Para os interessados em casar na Irlanda, é importante ressaltar que a papelada leva três meses para ser liberada, e que os estrangeiros precisam estar no país por pelo menos 15 dias antes do casamento – o que deixa o setor hoteleiro ainda mais sorridente. Também é preciso verificar se o casamento será reconhecido no país de origem, já que isso depende de acordos específicos.
Tony (esq.) e Michael fizeram campanha pelo Yes nas redes sociais. “Não temos nada planejado ou discutido sobre isso, mas fico feliz em saber que agora, como qualquer outro casal, poderemos planejar desde a proposta até a cerimônia, e criar um dia especial em nossas vidas quando sentirmos que é o momento”, diz o brasileiro Tony Hoffmann, que vive na Irlanda há 14 anos.
5 – O divórcio “forçado” de transgêneros deixará de existir.

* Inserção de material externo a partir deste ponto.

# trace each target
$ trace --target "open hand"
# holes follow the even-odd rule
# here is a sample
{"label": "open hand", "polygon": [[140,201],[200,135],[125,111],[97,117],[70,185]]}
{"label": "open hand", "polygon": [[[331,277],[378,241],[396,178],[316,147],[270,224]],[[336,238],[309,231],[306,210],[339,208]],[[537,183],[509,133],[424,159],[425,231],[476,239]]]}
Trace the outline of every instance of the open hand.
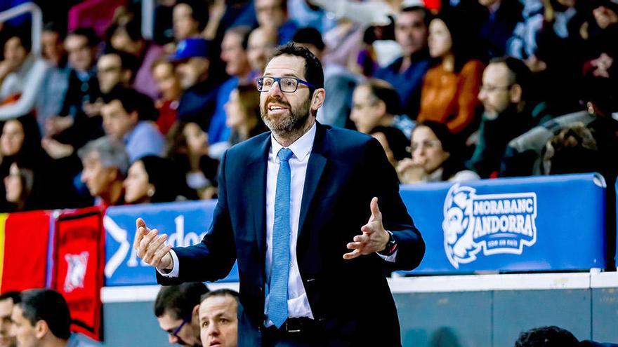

Segundo a Gender Recognition Bill 2014, uma pessoa interessada em reconhecer uma mudança de gênero tinha que ser solteira, forçando o divórcio em situações do tipo. Isso acontecia porque, sendo um homem e uma mulher casados, e um deles decidindo mudar de gênero ainda casado, implicaria em reconhecer o casamento entre pessoas do mesmo gênero ainda que temporariamente (passaria a ser um casal de dois homens, ou de duas mulheres), o que era ilegal.
E considerando-se que o divórcio amistoso já demora por aqui, a coisa podia virar um tormento se uma das partes se sentisse ofendida e resolvesse arrastar a briga por mais alguns anos. Agora, fica dispensada a necessidade de divórcio para dar início ao processo de mudança de gênero.
6 – No fim das contas, quase 50% das pessoas votaram no Não
Apesar do clima de felicidade e otimismo, o Não chegou bem perto dos 50% dos votos e quase perdeu em boa parte do interior – e a zona eleitoral de Roscomomm-Leintrim deu vitória ao Não. Assim, na prática, a aceitação do casamento homoafetivo ainda tem muito chão para andar em muitos condados irlandeses.
E você, que também mora por essas bandas, o que achou do resultado do referendo? Ele refletiu a realidade da Irlanda, ou tem muito preconceito escondido embaixo do pano? A coisa é pior no interior?
Ah, e por favor, meninas lésbicas: deixem seu recado e ponto de vista também!